Well I was asking what the guys here think the market thinks is the best/safest blue chip, basically. The reason is I want cheap puts, so I want sentiment to be that the stocks in question are very unlikely to go down. This was step 1 of my research, gathering suggestions on stocks that will have very high market sentiment. Step 2 is to check out their balance sheets and 10Ks and the cost to buy puts. Step 3 is deciding if that price makes sense for my needs.

Like 50 trades over four years or so. Most of them are buy and hold for a while, so it’s going to take me a while to get a large sample size.

Yeah I’m not using leverage, though. Is there a resource where I can plug in my portfolio and see my risk-adjusted returns? My thought would be this would be nearly impossible to accurately calculate.

No, but there are two points I can make here.

  1. Small cap value stocks have higher expected returns because they are exposed to additional risk factors that the market compensates for by discounting their earnings and assets more than companies that are larger and growth oriented.
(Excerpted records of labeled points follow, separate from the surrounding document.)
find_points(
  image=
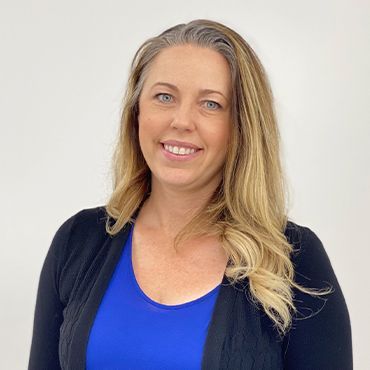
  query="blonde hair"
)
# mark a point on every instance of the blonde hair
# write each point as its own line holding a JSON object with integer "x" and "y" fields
{"x": 247, "y": 212}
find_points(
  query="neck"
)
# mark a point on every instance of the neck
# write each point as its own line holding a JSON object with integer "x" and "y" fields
{"x": 168, "y": 209}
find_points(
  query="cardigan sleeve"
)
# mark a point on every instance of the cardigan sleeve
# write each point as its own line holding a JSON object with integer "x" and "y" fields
{"x": 48, "y": 312}
{"x": 320, "y": 337}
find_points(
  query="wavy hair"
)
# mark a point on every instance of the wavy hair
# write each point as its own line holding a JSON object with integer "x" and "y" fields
{"x": 247, "y": 211}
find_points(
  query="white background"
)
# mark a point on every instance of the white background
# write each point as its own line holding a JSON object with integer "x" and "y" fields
{"x": 64, "y": 66}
  2. Holding only a handful of stocks exposes you to uncompensated idiosyncratic risk.

How many times have you seen a total idiot poker player ahead after 50 hands?

I’m not questioning your ability to win here, just your confidence in it.

On #2 I’m currently holding 14 stocks. They’re reasonably well diversified by sector and country.

I believe Buffett actually advises using as few as two or three if you can find really good ones, and Graham was advocating for more like 15-30 if possible.

One of the trade offs for being less diversified and being in small caps is that I theoretically have less exposure to panic sell-offs.

But at the end of the day I think the main difference is that I don’t agree on #1 in that I think some of them are discounted way too much. When I see a company with a decade of good earnings growth and a pile of cash and a book value near the price it’s trading at, that doesn’t strike me as more risky than bigger companies.

All the time, of course. But if we’re making that analogy, then it should be 50 VPIPed hands right? I’ve researched and passed on several hundred stocks. It doesn’t change your original point, just moves me a little farther along in the process of getting to a significant sample.

I mean I’ve said over and over that it’s very possible, if not likely, that I can’t beat the market. I don’t think I’m super over confident. But like there’s a difference between watching someone VPIP 50 hands in a row and play their hands horribly and be ahead, and watching someone VPIP 50 hands over 8 hours and show a thought process and some skills and be ahead, right?

Maybe I fall somewhere in between those two examples, there are people here who think my process is silly of course, but I think some of this can be somewhat simple.

There are also external events that can raise or lower my confidence. For example, while he obviously has a shit ton more information available to him and likely some inside info, it felt good to hear that Warren Buffett was personally making the same merger arb play I’ve been making at approximately the same time I made it. If Buffett went out the other day and said, “We had X shares in ATVI but we sold them because we think there’s a high risk this deal doesn’t go through,” I’d have been like “Oh shit, maybe I fucked up, maybe I better bail on that play and not do any merger arb anymore.”

The same concept applies to poker in trying to draw conclusions before hitting a big sample.

Should be fine, a lot of foreigners hold US Treasury bonds.